Read the help file for read_csv to figure out how to
read in the file without reading this header. If you skip the header,
you should not get this warning. Save the result to an object called
dat.
?read_csv
dat<-read_csv("olive.csv", skip=1)
## New names:
## Rows: 571 Columns: 12
## ── Column specification
## ──────────────────────────────────────────────────────── Delimiter: "," chr
## (1): North-Apulia dbl (11): 1...1, 1...3, 1...4, 1075, 75, 226, 7823, 672, 36,
## 60, 29
## ℹ Use `spec()` to retrieve the full column specification for this data. ℹ
## Specify the column types or set `show_col_types = FALSE` to quiet this message.
## • `1` -> `1...1`
## • `1` -> `1...3`
## • `1` -> `1...4`
3. A problem with the previous approach is that we don’t know what the columns represent. Type:
names(dat)
to see that the names are not informative.

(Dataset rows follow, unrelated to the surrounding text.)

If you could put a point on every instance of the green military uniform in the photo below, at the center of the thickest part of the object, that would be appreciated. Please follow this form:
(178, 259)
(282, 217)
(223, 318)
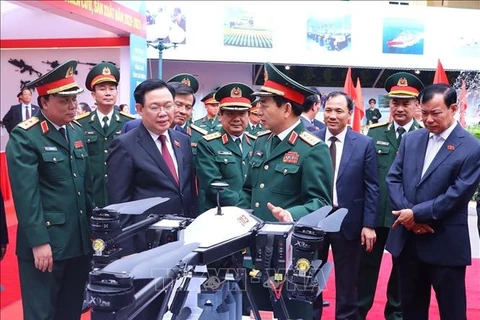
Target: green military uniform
(219, 158)
(51, 185)
(401, 86)
(296, 175)
(373, 115)
(99, 140)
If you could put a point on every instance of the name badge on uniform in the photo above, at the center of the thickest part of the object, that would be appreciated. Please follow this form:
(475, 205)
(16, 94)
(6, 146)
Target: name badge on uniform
(258, 153)
(291, 157)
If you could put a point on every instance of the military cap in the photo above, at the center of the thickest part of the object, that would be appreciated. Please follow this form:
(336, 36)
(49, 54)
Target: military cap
(403, 85)
(234, 96)
(186, 79)
(254, 108)
(102, 72)
(58, 81)
(209, 98)
(278, 84)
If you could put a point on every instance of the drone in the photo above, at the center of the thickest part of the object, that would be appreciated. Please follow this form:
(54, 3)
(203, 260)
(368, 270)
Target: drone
(283, 255)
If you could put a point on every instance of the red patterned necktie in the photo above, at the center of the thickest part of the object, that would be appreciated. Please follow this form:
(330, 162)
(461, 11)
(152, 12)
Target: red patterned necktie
(167, 157)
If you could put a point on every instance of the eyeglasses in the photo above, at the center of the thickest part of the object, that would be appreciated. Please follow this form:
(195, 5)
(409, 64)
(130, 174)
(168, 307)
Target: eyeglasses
(157, 109)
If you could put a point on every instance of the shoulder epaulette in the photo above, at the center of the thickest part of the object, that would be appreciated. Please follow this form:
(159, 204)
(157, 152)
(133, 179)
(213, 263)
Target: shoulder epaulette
(310, 138)
(128, 115)
(380, 124)
(262, 133)
(83, 115)
(212, 136)
(27, 124)
(251, 136)
(198, 129)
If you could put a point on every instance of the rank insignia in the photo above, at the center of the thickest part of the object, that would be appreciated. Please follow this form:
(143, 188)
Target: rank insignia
(291, 157)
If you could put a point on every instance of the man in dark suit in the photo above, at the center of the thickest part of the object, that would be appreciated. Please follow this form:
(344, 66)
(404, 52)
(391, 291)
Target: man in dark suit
(52, 191)
(403, 89)
(311, 106)
(20, 112)
(102, 125)
(430, 183)
(152, 161)
(355, 188)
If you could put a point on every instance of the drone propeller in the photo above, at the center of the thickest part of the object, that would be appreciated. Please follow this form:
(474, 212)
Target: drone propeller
(313, 218)
(333, 222)
(161, 265)
(138, 206)
(128, 263)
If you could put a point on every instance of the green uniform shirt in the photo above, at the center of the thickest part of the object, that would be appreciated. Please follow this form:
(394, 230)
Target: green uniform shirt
(386, 145)
(51, 187)
(219, 159)
(296, 176)
(98, 142)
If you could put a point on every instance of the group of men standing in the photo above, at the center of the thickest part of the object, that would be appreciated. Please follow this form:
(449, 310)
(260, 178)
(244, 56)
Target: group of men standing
(283, 172)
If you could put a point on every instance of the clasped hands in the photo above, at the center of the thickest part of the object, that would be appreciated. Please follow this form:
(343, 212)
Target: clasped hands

Use the readLines function to read in just the first
line (we later learn how to extract values from the output).
names(dat)
## [1] "1...1" "North-Apulia" "1...3" "1...4" "1075"
## [6] "75" "226" "7823" "672" "36"
## [11] "60" "29"
read_lines("olive.csv", skip=0, n_max=1)
## [1] ",Region,Area,palmitic,palmitoleic,stearic,oleic,linoleic,linolenic,arachidic,eicosenoic"